Metadata and spring cleaning

It’s taken years, but I finally have backup where I want it. (Oh yes, dear readers! It’s another post about data backup. Recline your chair and prepare for a mind-blowing post.)

My reasons for backing up seem to be changing. Certainly there’s still the raw, precious data. Family photos and video, certain media projects — these things have to be saved for posterity. But increasingly my reasons for wanting a backup are more about state than data. I want to return to the state my machine was in more dearly than I want the data it once contained.

Think of it in more concrete terms. What if you everything in your house — every single physical item — had a double in a storage facility? What if every time you bought anything you bought two and put one in a self-storage bin? Then your house burns down (and all your loved ones are safely vacationing on Maui). You can reconstruct your life from the storage facility, but it will be a massive pain in the ass. The state is all fooked.

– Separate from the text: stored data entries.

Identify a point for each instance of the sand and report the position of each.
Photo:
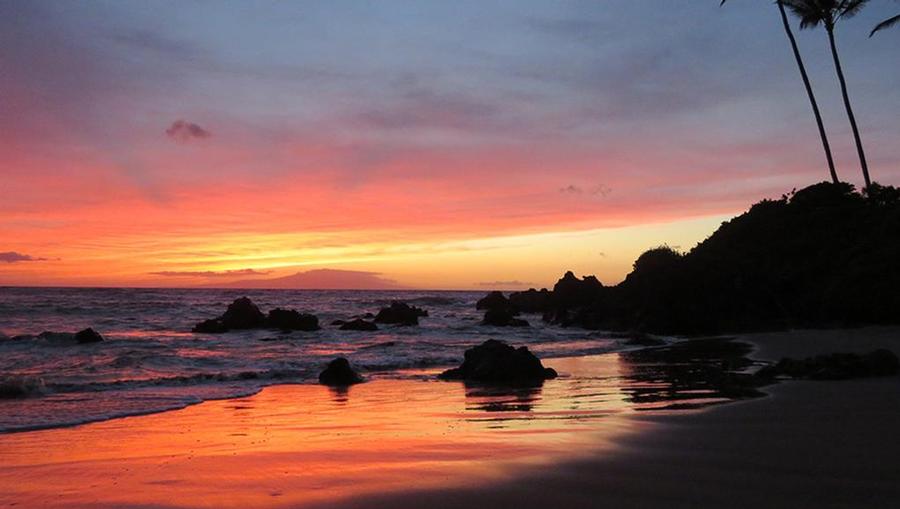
(810, 444)
(397, 444)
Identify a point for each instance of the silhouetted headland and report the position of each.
(823, 256)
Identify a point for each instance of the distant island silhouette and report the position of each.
(317, 279)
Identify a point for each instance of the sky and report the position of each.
(425, 144)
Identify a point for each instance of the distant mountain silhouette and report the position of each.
(318, 279)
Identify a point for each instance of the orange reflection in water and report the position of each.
(291, 445)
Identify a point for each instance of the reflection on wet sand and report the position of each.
(303, 444)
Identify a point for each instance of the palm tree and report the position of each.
(809, 92)
(885, 24)
(813, 13)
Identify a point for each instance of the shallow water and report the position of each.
(293, 446)
(151, 361)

The effort involved in getting it back to a livable order is overwhelming, basically the same thing as moving — an act which ranks just slightly below death of a spouse in terms of personal stress.

Ideally you’d want a legion of robotic moving specialists to reconstruct your house according to the old plans and place everything back as it once was. A bonus would be the option to redirect the robots as the spirit moved you, but at the very least you’d have an automatic replica. This is the source of my fascination with bootable clones.

The fact is, most of my data is replicable. My iPod and laptop all contain enough of my music library to reconstruct it if the main machine should fail. My calendar is online. Personal mail’s all IMAPped up to the Great Google in the Sky. Work e-mail, replicated from servers. Photos are all on Flickr; video at any number of services. The set of truly precious, non-online-dwelling data is getting smaller and smaller by the day. Basically source files only.

My prediction is that in the near future state is all we will care about. You won’t even think about data being local or remote. But you will care about speed-to-recovery. And that’s all about the little things, how your machine behaves, how your kitchen was organized before the fire.

There are corollary effects of this attitude. Recently to alleviate some of the space pressure of five people in a home we decided to clean up some of the impromptu areas of storage in the house that had persisted since we moved in. You know what I’m talking about. Boxes that never got completely unpacked. Stacks of crap that made do in a guest bedroom only because you didn’t know where else to put it.

I undertook the foolish exercise of building an attic in my garage. I can hardly hammer a nail straight much less build a structurally sound platform. Most of what we moved up there was non-essential: books, college notebooks (wanted to throw away but couldn’t — I’m going to need that Intro to Lit Crit some day,damnit!), winemaking equipment, random crap.


So I got it all up there. Stored. Except it wasn’t really stored — wasn’t really backed-up — unless I knew it was there. And this again is the influence of Google. Unless you can search for it, unless you know precisely how to get it back, you might as well throw it out, delete it. So I took photos of everything up there, where it lay in the attic. And for the books, well, it got a bit geekier as I finally finished cataloging and noting the location of every last volume with the superb Delicious Library.

Do I care about most of that crap up there? No. Do I care that I know the state of that crap. Absolutely. And that’s the thing. If the garage burned down I would be OK. The stuff is replaceable. The index to that data is not.

Maybe I’m overthinking this because my father and brother are in the self-storage business. But I think not. Spring cleaning for me is really spring tagging.